The construction of the city began in 1879 by order of the Orenburg Governor-General N. Kryzhanovsky. Initially, the population of the Nikolaevsky district consisted of indigenous people - the Kazakhs, who lived in 8 volosts, namely: in the Arakaragay, Dzhitygarinsky, Dambarsky, Amankaragaysky, Mendykarinsky, Saroysky, Chubarsky and Suunduksky volosts. But in connection with the construction of a new settlement in 1880, immigrants from the European part of the Russian Empire began to stay. Agricultural, cattle-breeding and horse-breeding development of this region began. Initially, the city had enterprises for the processing of agricultural raw materials and small tanneries and oil mills. In 1895, the Nikolaevsky uyezd was renamed into the Kustanai uyezd, and the city itself acquired the official name Kustanai after the tract of the same name.
One of the significant stages of the resettlement occurred at the end of the 19th - beginning of the 20th centuries and was associated primarily with the opening of the Siberian railway and the Stolypin agrarian reform. At that time, the foundation of the Ukrainian community in Kazakhstan was laid.
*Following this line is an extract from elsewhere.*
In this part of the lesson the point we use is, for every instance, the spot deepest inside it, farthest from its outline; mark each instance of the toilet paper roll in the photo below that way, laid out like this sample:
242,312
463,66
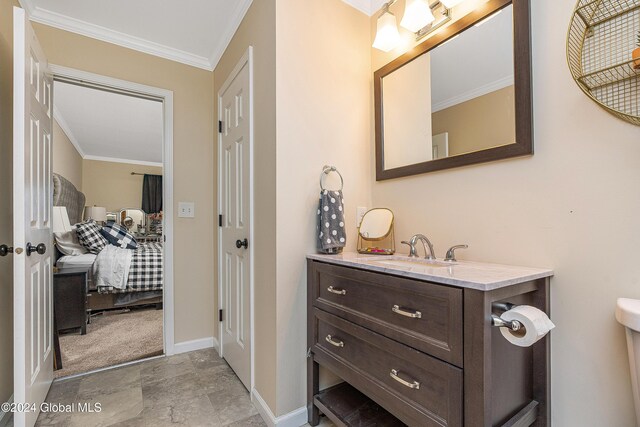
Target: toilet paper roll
536,323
In 1912-1913, the Chelyabinsk-Kostanay railway line was built and the railway station of the same name was opened. At the beginning of the 20th century, the city was a major trade fair center in the Kazakh steppes. The Swiss citizen Lorets built the largest beer production plant in the South Urals and on the territory of present-day Kazakhstan, which is still operating, which was bottled in specially produced branded bottles, which was a rarity at that time. In 1942-1946, the Stalingrad Flight School was evacuated in the city, in 1946 it was relocated to Novosibirsk.
In the 1950s, the population of the city and the region increased markedly due to the development of virgin lands. At the eastern entrance to the city, from the side of the Tobol River, a large-scale architectural inscription-stele with five-meter figures was installed, similar to this one: “385 thousand tons of grain”, where the number of tons was updated every week.
On June 17, 1997, by decree of the President of Kazakhstan, the spelling of the name was changed, the city of Kustanay was renamed Kostanay, and the Kustanay region, respectively, into Kostanay region.